Strategy is no longer about long-range planning. Rather it is about setting out a direction of travel, keeping your corporate receptors open and being quick enough to respond to life’s opportunities along the journey.

Improvisation is a core skill for leaders in a disruptive world. We can learn about improvisation from textbooks but it is much easier to learn from deliberate practice. A rich arena of practice is that of improvisation excellence from the world of the arts, especially in music, where we can observe overt behaviour in teams.

Many taken-for-granted ‘sacred cows’ in business must be slain in order to succeed in a VUCA world. These include: the idea that being first to market is not the only strategy for success; the need for coopetition rather than competition in a connected world; the notion of strategic drift and a strategy; and the need for rapid learning, unlearning and relearning to develop an agile enterprise.

BBEs need supremely good HR strategies and practices to engage their people. This includes a culture of meaningful participation and one that encourages people to bring their heads, hearts and souls to work.

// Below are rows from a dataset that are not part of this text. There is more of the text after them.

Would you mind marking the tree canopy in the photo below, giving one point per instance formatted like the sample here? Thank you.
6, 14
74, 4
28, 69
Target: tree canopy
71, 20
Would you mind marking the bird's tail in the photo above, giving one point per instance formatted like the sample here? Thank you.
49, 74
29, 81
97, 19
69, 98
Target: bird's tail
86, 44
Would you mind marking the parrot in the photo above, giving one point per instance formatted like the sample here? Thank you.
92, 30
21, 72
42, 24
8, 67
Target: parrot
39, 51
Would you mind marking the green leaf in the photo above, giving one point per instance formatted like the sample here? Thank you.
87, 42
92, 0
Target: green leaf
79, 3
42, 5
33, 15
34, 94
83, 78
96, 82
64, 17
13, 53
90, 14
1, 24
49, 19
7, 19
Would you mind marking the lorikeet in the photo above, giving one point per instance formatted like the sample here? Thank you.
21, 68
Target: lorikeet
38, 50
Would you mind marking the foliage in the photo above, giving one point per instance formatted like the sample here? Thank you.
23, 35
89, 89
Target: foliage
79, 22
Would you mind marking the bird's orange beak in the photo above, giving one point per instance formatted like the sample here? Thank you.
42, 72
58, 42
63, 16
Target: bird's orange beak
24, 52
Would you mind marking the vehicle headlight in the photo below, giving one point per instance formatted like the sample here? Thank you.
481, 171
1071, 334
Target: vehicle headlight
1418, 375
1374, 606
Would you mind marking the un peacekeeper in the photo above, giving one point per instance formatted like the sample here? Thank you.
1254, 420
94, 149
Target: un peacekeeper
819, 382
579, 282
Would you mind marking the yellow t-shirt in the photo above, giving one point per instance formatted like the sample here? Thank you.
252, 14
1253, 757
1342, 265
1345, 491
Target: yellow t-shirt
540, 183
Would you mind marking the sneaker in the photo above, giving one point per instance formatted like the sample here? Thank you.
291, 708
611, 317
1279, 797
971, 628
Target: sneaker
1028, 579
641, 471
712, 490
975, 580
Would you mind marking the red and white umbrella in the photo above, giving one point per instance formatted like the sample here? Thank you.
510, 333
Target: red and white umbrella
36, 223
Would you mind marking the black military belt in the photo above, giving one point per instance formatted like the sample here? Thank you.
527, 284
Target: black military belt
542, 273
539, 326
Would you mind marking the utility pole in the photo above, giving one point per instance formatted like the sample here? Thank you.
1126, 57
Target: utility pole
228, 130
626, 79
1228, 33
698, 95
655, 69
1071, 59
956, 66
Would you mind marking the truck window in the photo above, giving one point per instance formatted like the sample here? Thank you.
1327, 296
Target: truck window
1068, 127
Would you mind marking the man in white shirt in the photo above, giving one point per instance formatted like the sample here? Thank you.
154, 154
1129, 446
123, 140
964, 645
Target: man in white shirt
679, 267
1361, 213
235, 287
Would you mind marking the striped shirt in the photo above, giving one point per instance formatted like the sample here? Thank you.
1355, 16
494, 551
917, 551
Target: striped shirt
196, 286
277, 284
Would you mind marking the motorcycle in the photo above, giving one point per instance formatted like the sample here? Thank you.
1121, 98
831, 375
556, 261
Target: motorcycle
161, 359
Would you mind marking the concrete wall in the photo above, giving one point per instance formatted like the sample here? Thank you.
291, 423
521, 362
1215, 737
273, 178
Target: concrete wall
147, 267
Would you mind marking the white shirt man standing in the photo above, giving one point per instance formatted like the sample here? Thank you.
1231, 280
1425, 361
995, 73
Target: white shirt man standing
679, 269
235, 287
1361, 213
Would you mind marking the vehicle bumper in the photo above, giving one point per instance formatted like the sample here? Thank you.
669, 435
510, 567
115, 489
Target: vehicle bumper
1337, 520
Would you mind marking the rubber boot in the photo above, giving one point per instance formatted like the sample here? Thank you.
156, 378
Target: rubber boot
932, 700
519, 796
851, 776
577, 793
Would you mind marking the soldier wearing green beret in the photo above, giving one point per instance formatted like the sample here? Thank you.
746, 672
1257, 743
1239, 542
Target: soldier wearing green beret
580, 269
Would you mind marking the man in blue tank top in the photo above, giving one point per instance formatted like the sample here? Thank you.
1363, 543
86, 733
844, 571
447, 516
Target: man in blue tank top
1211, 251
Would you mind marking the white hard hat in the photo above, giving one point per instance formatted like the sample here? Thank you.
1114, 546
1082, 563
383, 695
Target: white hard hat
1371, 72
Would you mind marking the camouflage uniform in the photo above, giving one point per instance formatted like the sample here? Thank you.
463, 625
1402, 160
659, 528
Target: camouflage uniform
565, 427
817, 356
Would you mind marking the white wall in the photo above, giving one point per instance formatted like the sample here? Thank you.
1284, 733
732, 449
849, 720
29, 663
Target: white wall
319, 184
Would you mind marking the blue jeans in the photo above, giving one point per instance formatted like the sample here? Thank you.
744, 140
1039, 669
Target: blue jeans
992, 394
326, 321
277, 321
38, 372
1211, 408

Biology beats computers when it comes to organisational design. That said we would do well to learn from the discipline of the digital logical world when designing our enterprises. We will have the opportunity to do both in the future and reach a point of convergence between what Chandler predicted in 1962 and reality, that structure should follow strategy.

We have all the potential in the world to do better at designing our workplaces if we think carefully about enterprise designs that engage people’s heads, hearts and souls.